Thomas Bridges Hughes (17 September 1851 – 10 August 1940) was an English amateur footballer who was the first player to score two goals in an FA Cup Final, with Wanderers in 1876. He subsequently had a long career as a schoolteacher.

==Education==
Hughes attended Highgate School from 1861 to 1863 and then Winchester College between 1863 and 1870, where he excelled academically, becoming a school prefect and in 1869-70 "Prefect of Hall", effectively the head boy. He was also a keen cricketer and represented the school from 1868 to 1870. He attained a scholarship to New College, Oxford, although this took him three years to achieve.

After graduating, in 1876 he initially studied law at the Inner Temple, before embarking on his career as a teacher.

==Football career==
His football career included appearances for Oxford University (when he played against Cambridge University in March 1874), Swifts and Old Wykehamists, but he achieved notability for his exploits with the Wanderers amateur club, who won five of the first seven FA Cup finals.

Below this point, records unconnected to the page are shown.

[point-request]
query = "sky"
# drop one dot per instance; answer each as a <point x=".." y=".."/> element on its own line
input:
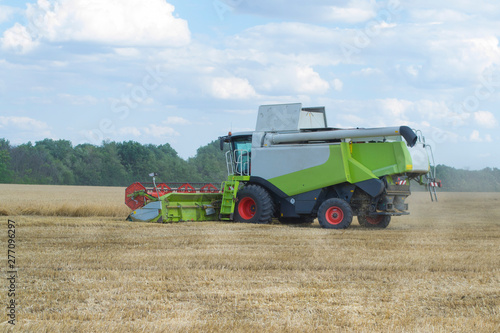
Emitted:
<point x="185" y="72"/>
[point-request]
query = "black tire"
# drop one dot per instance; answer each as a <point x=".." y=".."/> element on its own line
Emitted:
<point x="335" y="214"/>
<point x="296" y="220"/>
<point x="374" y="221"/>
<point x="254" y="205"/>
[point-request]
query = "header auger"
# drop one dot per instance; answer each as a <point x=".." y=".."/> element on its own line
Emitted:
<point x="295" y="168"/>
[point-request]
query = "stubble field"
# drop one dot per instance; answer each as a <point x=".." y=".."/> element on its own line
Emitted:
<point x="83" y="268"/>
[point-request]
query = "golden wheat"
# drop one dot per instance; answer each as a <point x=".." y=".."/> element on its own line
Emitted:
<point x="433" y="271"/>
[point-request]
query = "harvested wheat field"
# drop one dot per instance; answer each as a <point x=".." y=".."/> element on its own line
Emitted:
<point x="83" y="268"/>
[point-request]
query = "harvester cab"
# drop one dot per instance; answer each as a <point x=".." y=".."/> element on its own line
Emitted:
<point x="295" y="168"/>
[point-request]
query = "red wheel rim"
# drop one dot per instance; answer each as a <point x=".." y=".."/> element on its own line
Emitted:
<point x="247" y="208"/>
<point x="374" y="219"/>
<point x="334" y="215"/>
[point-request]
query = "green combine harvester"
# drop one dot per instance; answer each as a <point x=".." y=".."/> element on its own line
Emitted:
<point x="295" y="168"/>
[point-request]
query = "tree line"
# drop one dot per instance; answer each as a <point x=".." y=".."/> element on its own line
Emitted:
<point x="58" y="162"/>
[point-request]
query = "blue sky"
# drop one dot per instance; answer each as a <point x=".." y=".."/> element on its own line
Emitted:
<point x="188" y="71"/>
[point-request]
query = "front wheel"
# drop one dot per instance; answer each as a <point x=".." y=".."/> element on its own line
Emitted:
<point x="335" y="214"/>
<point x="254" y="205"/>
<point x="374" y="221"/>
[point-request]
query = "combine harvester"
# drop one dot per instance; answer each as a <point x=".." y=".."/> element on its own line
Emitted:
<point x="295" y="168"/>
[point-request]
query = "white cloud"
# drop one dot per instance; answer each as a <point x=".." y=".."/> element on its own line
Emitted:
<point x="337" y="84"/>
<point x="176" y="120"/>
<point x="18" y="40"/>
<point x="368" y="71"/>
<point x="357" y="11"/>
<point x="113" y="22"/>
<point x="22" y="129"/>
<point x="485" y="119"/>
<point x="23" y="123"/>
<point x="129" y="131"/>
<point x="6" y="13"/>
<point x="159" y="132"/>
<point x="475" y="136"/>
<point x="78" y="100"/>
<point x="231" y="88"/>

His first Wanderers match came on 29 January 1876 in a 2–0 victory over Sheffield in the FA Cup third round, with both goals coming from Francis Heron. Hughes retained his place for the rest of the season, helping Wanderers to reach their third final in the first five years of the tournament, when they met the Old Etonians at the Kennington Oval in the final on 11 March, which ended in a 1–1 draw. In the replay a week later, again at the Oval, Charles Wollaston scored Wanderers' first after a scramble in front of goal. Their next attack saw a fast run down the field by Hubert Heron, and Hughes slamming in the second goal. Heron and Hughes made another good run early in the second half and, being well supported, Hughes was able to notch another goal for the Wanderers. It was the first year of Wanderers' "hat-trick" of Final victories. Hughes thus became the first player to score more than once in an FA Cup final.

During the 1876–77 season, Hughes only made three reported appearances for Wanderers, all in the FA Cup. In the Cup Final Wanderers were again victorious, defeating Oxford University 2–1, with goals from William Lindsay and Jarvis Kenrick, with Arthur Kinnaird conceding an own goal for Oxford University.

Hughes teaching career prevented him from appearing for Wanderers over the next two seasons, but he returned in 1880–81 to make five appearances with two goals, both in the opening match of the season against Old Harrovians on 2 October 1880. By now Wanderers were in decline and Hughes played in their penultimate match against Harrow School in December 1882.

==Teaching career==
After abandoning his initial choice of a career in the legal profession, Hughes became a school master at Repton School from April to December 1878, and then at Brighton College from January to July 1879. He then returned to London and settled at Evelyn's School in Hillingdon where he remained until at least 1907.

He died at his home in Lelant, Cornwall on 10 August 1940, aged 88.